Conozco el efecto pernicioso que la campaña antipetrista produjo en gentes humildes, como el trabajador que cuida los jardines en mi barrio y los vigilantes que nos proporcionan seguridad en una ciudad como Bogotá, que parece haber sido tomada por el crimen. Hablo con ellos todos los días y me consta que llegaron a abrigar el temor genuino de que un gobierno de Petro los despojara de sus pensiones y hasta de sus modestas viviendas, como les quisieron hacer creer los que propagaron especies tan deleznables como estas para impedir la llegada del primer gobierno de izquierda que se va a constituir en Colombia gracias a la voluntad popular.
Cuando se vio que el malestar social generado por la pobreza, la desigualdad y la injusticia imperantes en el país hacía incontenible el avance de Petro hacia el poder, los defensores del statu quo no ahorraron esfuerzos ni dinero para envenenar el ambiente con sus métodos inquisitoriales. Con tácticas tan despreciables lograron progresar hasta tener el triunfo casi al alcance de la mano. Pero, finalmente, fue suficiente el número de ciudadanos que abrieron los ojos a la realidad.
En el alma de los colombianos tiene que estar grabada, así sea subconscientemente, la sucesión de fracasos que registra la historia del país en el camino de superar el atraso, eliminar el racismo y la discriminación, y conquistar el logro de construir una verdadera democracia. Los cien años de soledad con los que García Márquez simbolizó la tragedia nacional no solo fueron literalmente ciertos, sino ampliamente excedidos por la vida real. Sobran los dedos de una mano para contar los casos en que se pudo constituir en nuestra historia un verdadero gobierno del pueblo, por el pueblo y para el pueblo, como fue definido en la feliz frase de Lincoln.

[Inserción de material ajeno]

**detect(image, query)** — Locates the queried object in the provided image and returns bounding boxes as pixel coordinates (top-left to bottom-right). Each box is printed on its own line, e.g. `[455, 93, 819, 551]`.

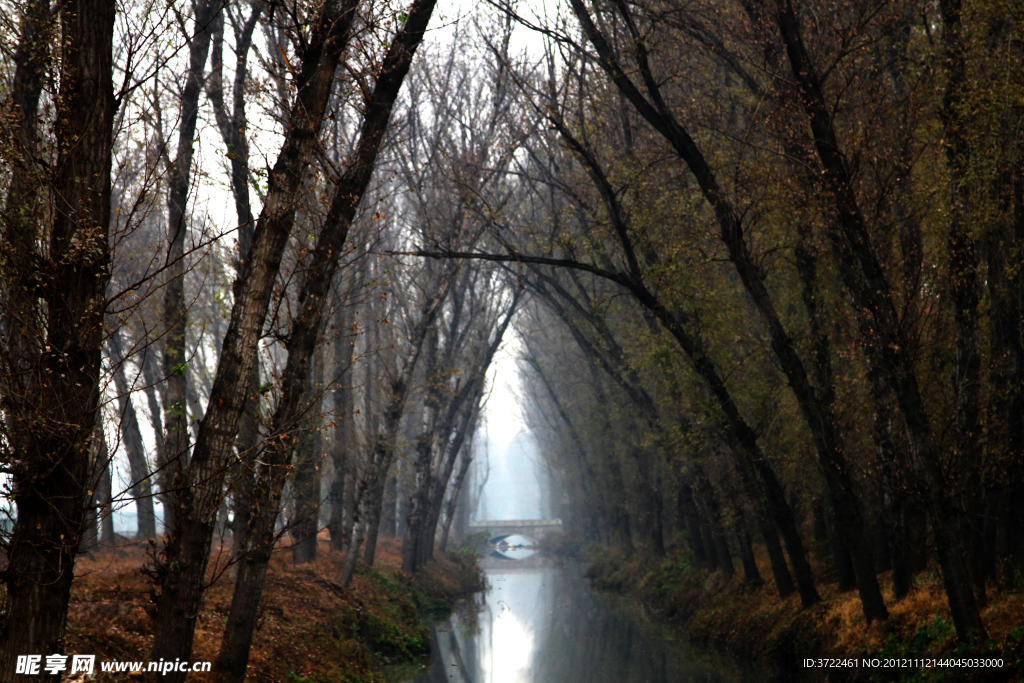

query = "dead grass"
[67, 537, 475, 683]
[589, 548, 1024, 681]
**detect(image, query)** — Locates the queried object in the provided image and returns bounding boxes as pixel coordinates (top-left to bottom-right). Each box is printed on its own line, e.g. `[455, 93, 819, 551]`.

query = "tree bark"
[0, 0, 116, 681]
[159, 0, 221, 540]
[151, 0, 356, 671]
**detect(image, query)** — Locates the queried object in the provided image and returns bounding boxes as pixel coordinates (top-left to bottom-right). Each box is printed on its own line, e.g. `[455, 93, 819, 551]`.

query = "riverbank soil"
[66, 538, 482, 683]
[583, 548, 1024, 683]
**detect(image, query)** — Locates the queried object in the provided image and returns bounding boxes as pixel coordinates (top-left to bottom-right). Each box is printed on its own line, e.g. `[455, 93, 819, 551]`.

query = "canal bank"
[385, 552, 759, 683]
[577, 548, 1024, 683]
[67, 538, 483, 683]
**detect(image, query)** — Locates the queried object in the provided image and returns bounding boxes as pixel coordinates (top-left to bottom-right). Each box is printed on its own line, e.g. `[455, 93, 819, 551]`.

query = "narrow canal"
[391, 553, 751, 683]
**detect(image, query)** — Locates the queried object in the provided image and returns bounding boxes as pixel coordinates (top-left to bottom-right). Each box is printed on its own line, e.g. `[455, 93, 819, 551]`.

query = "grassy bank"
[583, 548, 1024, 683]
[67, 539, 482, 683]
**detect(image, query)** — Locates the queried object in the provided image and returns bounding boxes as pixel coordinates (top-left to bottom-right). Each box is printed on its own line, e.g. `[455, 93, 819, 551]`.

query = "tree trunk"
[151, 0, 356, 671]
[776, 4, 985, 642]
[0, 0, 116, 681]
[159, 0, 221, 544]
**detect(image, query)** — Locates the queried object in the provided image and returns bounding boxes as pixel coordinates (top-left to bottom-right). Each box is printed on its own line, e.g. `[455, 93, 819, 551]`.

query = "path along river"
[389, 550, 756, 683]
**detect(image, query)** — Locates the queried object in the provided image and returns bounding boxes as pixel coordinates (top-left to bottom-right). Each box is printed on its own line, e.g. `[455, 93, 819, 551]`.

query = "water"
[389, 549, 740, 683]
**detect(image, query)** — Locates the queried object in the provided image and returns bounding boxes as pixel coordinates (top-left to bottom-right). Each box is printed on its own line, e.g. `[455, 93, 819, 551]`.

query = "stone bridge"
[467, 519, 562, 545]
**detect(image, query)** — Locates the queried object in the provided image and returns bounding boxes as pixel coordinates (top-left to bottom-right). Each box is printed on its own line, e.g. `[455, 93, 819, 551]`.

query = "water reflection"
[398, 551, 739, 683]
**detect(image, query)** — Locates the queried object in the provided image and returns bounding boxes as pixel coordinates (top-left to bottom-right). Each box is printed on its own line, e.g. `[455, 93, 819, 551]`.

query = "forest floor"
[583, 548, 1024, 683]
[66, 537, 482, 683]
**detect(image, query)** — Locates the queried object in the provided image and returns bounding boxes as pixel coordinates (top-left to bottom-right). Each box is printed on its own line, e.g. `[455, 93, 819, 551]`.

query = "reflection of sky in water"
[477, 569, 547, 683]
[392, 551, 745, 683]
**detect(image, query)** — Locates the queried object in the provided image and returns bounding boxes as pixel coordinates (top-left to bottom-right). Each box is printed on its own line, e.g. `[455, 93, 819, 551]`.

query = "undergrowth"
[67, 539, 482, 683]
[580, 546, 1024, 683]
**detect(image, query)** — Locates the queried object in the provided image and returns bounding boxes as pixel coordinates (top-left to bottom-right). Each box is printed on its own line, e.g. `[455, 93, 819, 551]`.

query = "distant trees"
[440, 0, 1024, 639]
[0, 0, 1024, 680]
[0, 0, 507, 680]
[0, 0, 116, 677]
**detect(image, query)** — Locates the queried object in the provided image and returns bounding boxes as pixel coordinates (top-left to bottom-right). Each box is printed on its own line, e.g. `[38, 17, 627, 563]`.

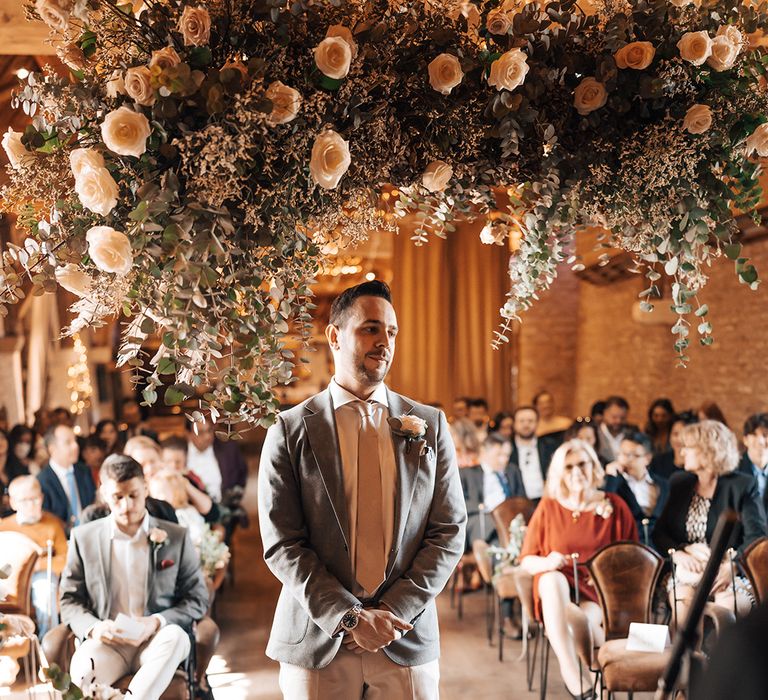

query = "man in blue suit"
[37, 425, 96, 534]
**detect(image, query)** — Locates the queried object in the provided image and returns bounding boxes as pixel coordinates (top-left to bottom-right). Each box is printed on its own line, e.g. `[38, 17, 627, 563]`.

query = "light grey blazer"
[59, 516, 209, 639]
[259, 389, 467, 668]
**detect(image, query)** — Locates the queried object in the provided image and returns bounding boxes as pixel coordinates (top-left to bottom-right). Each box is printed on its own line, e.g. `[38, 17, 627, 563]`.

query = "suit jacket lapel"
[387, 390, 420, 576]
[304, 389, 349, 552]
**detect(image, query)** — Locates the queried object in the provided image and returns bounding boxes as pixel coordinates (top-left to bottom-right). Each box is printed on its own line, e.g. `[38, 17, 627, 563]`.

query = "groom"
[259, 281, 466, 700]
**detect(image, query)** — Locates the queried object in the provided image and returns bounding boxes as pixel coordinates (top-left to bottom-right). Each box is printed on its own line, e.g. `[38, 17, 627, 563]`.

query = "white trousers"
[69, 625, 190, 700]
[280, 646, 440, 700]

El de Petro será el primero de nítido carácter izquierdista, alejado de los partidos tradicionales ligados al establecimiento y con una agenda económica crítica del modelo capitalista neoliberal que impera desde hace largo tiempo en el país. Una y otra vez las corrientes progresistas representadas en el viejo Partido Liberal fueron derrotadas en la arena política y en los campos de batalla durante el siglo XIX y principios del siglo XX, con las excepciones del gobierno de José Hilario López y el corto período del Olimpo Radical en el primero, y en el segundo, la llegada de aquel partido al poder en 1930 y su breve resurrección en 1986. Sobresalen en esa última etapa histórica el gobierno de Alfonso López Pumarejo, autor de la Revolución en Marcha que tantas semillas democráticas sembró en el territorio nacional, solo para verlas destruidas años después por la hegemonía conservadora y la dictadura militar, y el de Virgilio Barco Vargas, que restauró la democracia plena medio siglo después con un régimen de partido y su correspondiente oposición.
Desde entonces y hasta hoy no se repitió un experimento semejante. El que estuvo más cerca de cristalizar fue abortado brutalmente con el asesinato de Jorge Eliécer Gaitán en 1948. De ahí la enorme responsabilidad de Petro y su vicepresidenta, Francia Márquez, en quienes reposa la esperanza de millones que sufren la pobreza y hasta el hambre. Muchos de ellos votaron por los candidatos del Pacto Histórico y otros no lo hicieron porque hasta ellos no llegó el mensaje que despejara las dudas y desbaratara los infundios. Pero, al final, perdió el miedo.